Müsned, I, 79-80, 105; II, 109; Buhârî, “Cihâd”, 141, 195, “Meġāzî”, 9, 46, “Tefsîr”, 60/1, “İstiǿźân”, 23; “İstitâbetü’l-mürteddîn”, 9; Müslim, “Feżâǿilü’ś-śaĥâbe”, 161; Tirmizî, “Tefsîr”, 60/1; Vâkıdî, el-Meġāzî, bk. İndeks; İbn Sa‘d, eŧ-Ŧabaķāt, III, 114-115; İbn Habîb, el-Muĥabber, s. 72, 76, 276, 288; Halîfe b. Hayyât, eŧ-Ŧabaķāt (Zekkâr), II, 584; İbn Kuteybe, el-MaǾârif (Ukkâşe), s. 317-318; Ya‘kūbî, Târîħ, I, 58; Taberânî, el-MuǾcemü’l-kebîr (nşr.
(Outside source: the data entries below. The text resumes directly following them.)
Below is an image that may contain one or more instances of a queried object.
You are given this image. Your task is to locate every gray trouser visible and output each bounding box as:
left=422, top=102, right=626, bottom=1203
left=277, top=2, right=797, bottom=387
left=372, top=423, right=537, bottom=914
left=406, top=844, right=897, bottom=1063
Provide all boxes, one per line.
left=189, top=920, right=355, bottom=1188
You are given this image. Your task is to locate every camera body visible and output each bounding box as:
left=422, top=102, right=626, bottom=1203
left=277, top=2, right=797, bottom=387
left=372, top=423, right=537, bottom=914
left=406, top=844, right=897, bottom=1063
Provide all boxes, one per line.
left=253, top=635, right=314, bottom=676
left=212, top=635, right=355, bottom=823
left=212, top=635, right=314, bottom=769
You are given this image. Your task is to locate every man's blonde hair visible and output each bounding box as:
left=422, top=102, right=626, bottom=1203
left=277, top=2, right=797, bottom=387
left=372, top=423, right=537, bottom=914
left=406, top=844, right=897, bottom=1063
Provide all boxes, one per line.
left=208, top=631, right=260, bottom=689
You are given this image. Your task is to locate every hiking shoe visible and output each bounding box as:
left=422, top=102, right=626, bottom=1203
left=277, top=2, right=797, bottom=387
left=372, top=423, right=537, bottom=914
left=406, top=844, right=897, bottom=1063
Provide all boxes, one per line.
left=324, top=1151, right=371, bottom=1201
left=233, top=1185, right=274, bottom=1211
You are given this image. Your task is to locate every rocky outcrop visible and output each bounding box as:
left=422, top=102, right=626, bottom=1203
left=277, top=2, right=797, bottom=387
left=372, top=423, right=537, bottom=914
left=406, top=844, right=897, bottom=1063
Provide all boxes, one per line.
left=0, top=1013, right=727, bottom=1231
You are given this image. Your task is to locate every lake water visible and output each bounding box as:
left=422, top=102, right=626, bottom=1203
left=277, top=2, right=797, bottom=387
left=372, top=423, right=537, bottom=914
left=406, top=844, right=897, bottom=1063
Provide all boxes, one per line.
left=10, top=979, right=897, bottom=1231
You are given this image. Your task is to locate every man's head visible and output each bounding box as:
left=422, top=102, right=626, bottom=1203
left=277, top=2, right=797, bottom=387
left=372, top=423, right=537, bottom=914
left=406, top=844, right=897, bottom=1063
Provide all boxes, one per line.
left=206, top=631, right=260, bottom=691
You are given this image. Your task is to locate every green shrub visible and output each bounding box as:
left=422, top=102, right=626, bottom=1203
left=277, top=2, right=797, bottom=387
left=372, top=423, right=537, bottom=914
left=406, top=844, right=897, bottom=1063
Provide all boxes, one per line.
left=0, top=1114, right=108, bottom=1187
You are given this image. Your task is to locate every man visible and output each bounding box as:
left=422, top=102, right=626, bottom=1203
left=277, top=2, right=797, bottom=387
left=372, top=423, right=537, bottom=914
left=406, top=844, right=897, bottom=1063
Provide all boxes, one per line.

Hamdî Abdülmecîd es-Selefî), Bağdad 1404/1984, III, 184-185; Hâkim, el-Müstedrek, III, 300-302; İbn Abdülber, el-İstîǾâb, I, 348-351; İbnü’l-Esîr, Üsdü’l-ġābe, I, 431-433; Zehebî, AǾlâmü’n-nübelâǿ, II, 43-45; Heysemî, MecmaǾu’z-zevâǿid, IX, 303-304; İbn Hacer, el-İśâbe, I, 300; a.mlf., el-Meŧâlibü’l-Ǿâliye, III, 288; a.mlf., Tehźîbü’t-Tehźîb, II, 168; Tecrid Tercemesi, X, 296-299; XII, 390-393; İbnü’l-İmâd, Şeźerât, I, 37; Muhammed Hamîdullah, el-Veŝâǿiķu’s-siyâsiyye, Beyrut 1403/1983, s. 87; Mahmûd Şît Hattâb, “eś-Śaĥâbiyyü’s-sefîr Ĥâŧıb b. Ebî BelteǾa el-Laĥmî”, Risâletü’l-Ħalîci’l-ǾArabî, III/9, Riyad 1983, s. 133-148.